With the more stuff you mean the lockdep splat? If yes, it might
make sense to call debug_locks_off() earlier in panic().


> and I think the untangling of the locking hiararchy is useful irrespective
> of this lockdep splat. Plus Peter doesn't sound like he likes to roll
> out more printk_deferred kind of things.
>
> But if you think I should do the printk_deferred thing too I can look
> into that. Just not quite sure what that's supposed to look like now.

Your patch might remove the particular lockdep splat. It might be
worth it (Peter mentioned also an optimization effect). Anyway
it will not prevent the deadlock.

The only way to avoid the deadlock is to use printk_deferred()
with the current printk() code.


Finally, I have recently worked on similar problem with dying system.
I sent the following patch for testing. I wonder if it might be
acceptable upstream:


From: Petr Mladek <pmladek@suse.com>
Subject: sched/x86: Do not warn about offline CPUs when all are being stopped
Patch-mainline: No, just for testing
References: bsc#1104406

The warning about rescheduling offline CPUs cause dealock when
the CPUs need to get stopped using NMI. It might happen with
logbuf_lock, locks used by console drivers, especially tty.
But it might also be caused by a registered kernel message
dumper, for example, pstore.

The warning is pretty common when there is a high load and
CPUs are being stopped by native_stop_other_cpus(). But
they are not really useful in this context. And they scrolls
the really important messages off the screen.

We need to fix printk() in the long term. But disabling
the message looks reasonable at least in the meantime.

Signed-off-by: Petr Mladek <pmladek@suse.com>
---
 arch/x86/kernel/smp.c |    3 ++-
 1 file changed, 2 insertions(+), 1 deletion(-)

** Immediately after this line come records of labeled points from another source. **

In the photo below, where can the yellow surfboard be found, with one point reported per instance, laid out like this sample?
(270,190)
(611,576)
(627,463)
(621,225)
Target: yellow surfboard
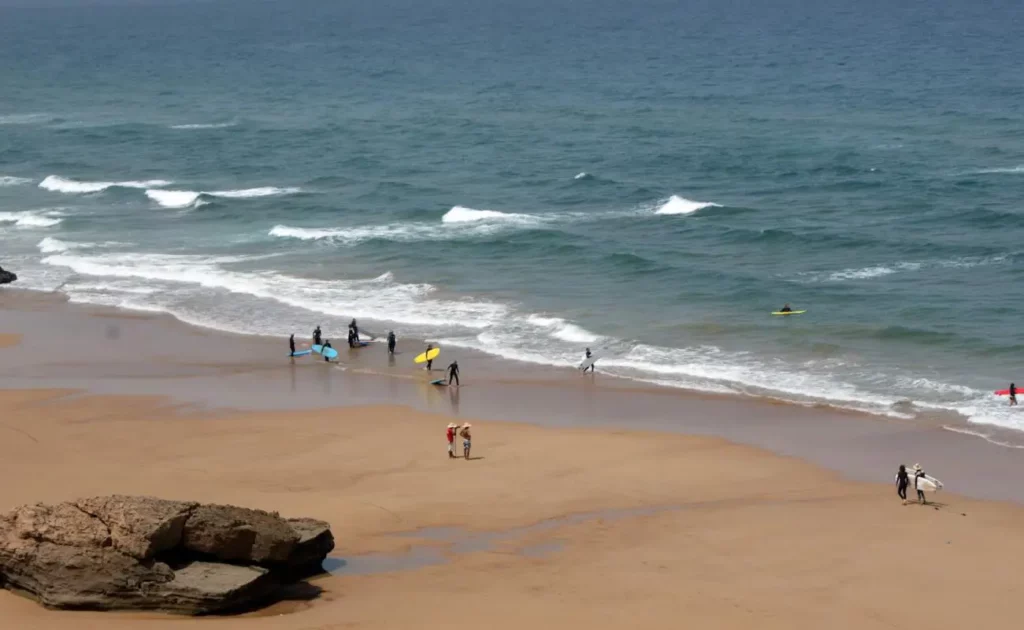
(425,357)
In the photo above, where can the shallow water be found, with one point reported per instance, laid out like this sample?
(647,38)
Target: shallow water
(530,178)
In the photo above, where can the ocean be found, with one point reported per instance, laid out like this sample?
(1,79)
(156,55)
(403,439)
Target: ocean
(529,178)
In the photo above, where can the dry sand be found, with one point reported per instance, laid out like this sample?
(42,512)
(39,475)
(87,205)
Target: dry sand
(657,530)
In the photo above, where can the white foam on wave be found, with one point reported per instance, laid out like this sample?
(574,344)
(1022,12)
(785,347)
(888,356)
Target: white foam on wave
(377,298)
(32,218)
(563,330)
(197,126)
(8,180)
(57,183)
(880,270)
(185,199)
(173,199)
(681,205)
(462,214)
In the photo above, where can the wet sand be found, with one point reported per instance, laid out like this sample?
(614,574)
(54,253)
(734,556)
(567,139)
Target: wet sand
(116,352)
(602,505)
(543,528)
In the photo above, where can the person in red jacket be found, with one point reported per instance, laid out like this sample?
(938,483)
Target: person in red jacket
(451,436)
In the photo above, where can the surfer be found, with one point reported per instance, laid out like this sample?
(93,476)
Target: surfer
(902,480)
(918,474)
(467,439)
(451,435)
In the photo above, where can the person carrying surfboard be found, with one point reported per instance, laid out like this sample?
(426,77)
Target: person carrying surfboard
(902,480)
(587,355)
(919,473)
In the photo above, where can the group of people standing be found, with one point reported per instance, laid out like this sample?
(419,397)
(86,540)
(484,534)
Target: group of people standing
(353,341)
(463,432)
(903,481)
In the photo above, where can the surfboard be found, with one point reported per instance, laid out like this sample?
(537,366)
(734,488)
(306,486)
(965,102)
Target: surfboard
(425,357)
(327,352)
(928,484)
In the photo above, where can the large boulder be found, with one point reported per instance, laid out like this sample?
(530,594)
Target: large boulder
(142,553)
(6,277)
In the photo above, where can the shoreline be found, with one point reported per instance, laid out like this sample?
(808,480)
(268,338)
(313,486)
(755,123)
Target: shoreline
(114,351)
(543,522)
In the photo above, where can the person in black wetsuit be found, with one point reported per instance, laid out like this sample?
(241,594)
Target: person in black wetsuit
(919,472)
(902,480)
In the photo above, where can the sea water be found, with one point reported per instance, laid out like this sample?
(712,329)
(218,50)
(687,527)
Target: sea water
(531,177)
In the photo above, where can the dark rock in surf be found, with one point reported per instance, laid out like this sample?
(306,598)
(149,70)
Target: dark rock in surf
(7,277)
(123,552)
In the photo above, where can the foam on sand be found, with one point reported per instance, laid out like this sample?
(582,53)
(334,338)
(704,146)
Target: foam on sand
(680,205)
(57,183)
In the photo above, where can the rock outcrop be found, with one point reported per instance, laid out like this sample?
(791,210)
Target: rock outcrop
(6,277)
(123,552)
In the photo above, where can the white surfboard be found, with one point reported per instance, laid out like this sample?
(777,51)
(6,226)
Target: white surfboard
(929,484)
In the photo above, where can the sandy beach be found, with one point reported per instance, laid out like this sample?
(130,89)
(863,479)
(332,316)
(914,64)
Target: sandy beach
(555,520)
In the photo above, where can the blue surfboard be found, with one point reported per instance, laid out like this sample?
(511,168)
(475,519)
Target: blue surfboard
(327,352)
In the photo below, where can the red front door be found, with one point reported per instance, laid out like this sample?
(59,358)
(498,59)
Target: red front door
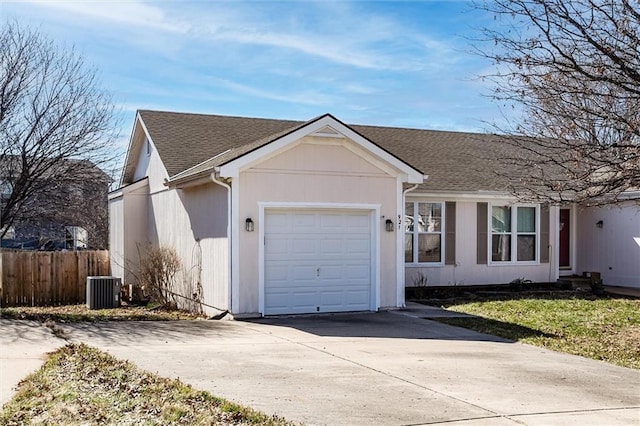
(565,238)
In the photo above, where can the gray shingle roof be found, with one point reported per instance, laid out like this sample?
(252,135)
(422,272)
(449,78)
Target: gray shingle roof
(455,161)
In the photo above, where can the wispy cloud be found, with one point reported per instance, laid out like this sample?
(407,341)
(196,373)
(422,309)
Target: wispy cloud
(308,97)
(350,38)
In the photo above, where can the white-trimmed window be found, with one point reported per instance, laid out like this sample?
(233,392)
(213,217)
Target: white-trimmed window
(424,227)
(514,233)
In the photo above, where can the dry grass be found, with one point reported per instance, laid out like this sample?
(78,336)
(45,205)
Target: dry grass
(80,385)
(80,313)
(606,329)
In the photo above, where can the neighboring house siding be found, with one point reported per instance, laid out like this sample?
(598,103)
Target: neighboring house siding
(116,236)
(316,171)
(467,270)
(611,250)
(193,221)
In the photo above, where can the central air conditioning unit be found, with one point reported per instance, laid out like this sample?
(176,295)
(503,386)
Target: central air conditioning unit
(103,292)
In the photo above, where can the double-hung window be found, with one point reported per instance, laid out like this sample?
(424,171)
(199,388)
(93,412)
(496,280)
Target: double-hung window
(514,233)
(423,232)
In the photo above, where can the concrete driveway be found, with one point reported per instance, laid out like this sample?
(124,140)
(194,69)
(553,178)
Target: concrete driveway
(23,349)
(376,368)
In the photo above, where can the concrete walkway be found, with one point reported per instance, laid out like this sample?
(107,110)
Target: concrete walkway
(391,368)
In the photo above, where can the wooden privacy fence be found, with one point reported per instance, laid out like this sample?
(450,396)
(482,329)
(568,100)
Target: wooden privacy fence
(48,278)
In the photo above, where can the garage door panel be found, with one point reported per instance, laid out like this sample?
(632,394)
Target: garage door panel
(302,246)
(331,246)
(359,246)
(317,261)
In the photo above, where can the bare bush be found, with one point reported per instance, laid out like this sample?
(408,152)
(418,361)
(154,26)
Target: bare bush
(158,272)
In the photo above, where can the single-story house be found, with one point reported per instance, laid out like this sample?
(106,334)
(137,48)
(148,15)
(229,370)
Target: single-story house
(285,217)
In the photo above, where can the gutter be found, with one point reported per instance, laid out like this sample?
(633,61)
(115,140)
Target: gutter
(229,239)
(400,275)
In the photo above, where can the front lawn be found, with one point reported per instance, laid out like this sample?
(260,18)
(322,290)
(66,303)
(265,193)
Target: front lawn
(80,385)
(80,313)
(606,329)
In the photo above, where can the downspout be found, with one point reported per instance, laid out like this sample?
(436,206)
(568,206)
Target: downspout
(400,243)
(229,239)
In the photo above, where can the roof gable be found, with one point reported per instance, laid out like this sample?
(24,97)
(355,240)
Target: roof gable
(195,144)
(324,125)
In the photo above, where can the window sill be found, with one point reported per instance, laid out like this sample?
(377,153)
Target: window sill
(424,265)
(534,263)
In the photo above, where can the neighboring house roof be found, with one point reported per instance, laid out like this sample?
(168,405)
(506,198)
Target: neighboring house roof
(189,144)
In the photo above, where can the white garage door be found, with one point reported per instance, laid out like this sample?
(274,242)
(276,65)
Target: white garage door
(317,261)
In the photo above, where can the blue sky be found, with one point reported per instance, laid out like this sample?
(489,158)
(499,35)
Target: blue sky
(367,62)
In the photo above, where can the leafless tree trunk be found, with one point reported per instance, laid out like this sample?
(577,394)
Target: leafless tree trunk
(56,125)
(573,68)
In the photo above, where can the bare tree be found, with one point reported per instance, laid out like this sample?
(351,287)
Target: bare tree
(572,67)
(56,124)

Patch hide | download patch | download mbox

--- a/arch/x86/kernel/smp.c
+++ b/arch/x86/kernel/smp.c
@@ -124,7 +124,8 @@  static bool smp_no_nmi_ipi = false;
  */
 static void native_smp_send_reschedule(int cpu)
 {
-	if (unlikely(cpu_is_offline(cpu))) {
+	if (unlikely(cpu_is_offline(cpu) &&
+		     atomic_read(&stopping_cpu) < 0)) {
 		WARN(1, "sched: Unexpected reschedule of offline CPU#%d!\n", cpu);
 		return;
 	}

Comments

On (05/10/19 11:15), Petr Mladek wrote:
[..]
>  arch/x86/kernel/smp.c |    3 ++-
>  1 file changed, 2 insertions(+), 1 deletion(-)
> 
> --- a/arch/x86/kernel/smp.c
> +++ b/arch/x86/kernel/smp.c
> @@ -124,7 +124,8 @@ static bool smp_no_nmi_ipi = false;
>   */
>  static void native_smp_send_reschedule(int cpu)
>  {
> -	if (unlikely(cpu_is_offline(cpu))) {
> +	if (unlikely(cpu_is_offline(cpu) &&
> +		     atomic_read(&stopping_cpu) < 0)) {
>  		WARN(1, "sched: Unexpected reschedule of offline CPU#%d!\n", cpu);
>  		return;
>  	}

I think we need to remove CPU which we IPI_STOP from
idle_cpus_mask. So then scheduler won't pick up stopped
CPUs (cpumask_first(nohz.idle_cpus_mask)) and attempt
rescheduling to them. It seems that currently
native_stop_other_cpus() doesn't do that.

	-ss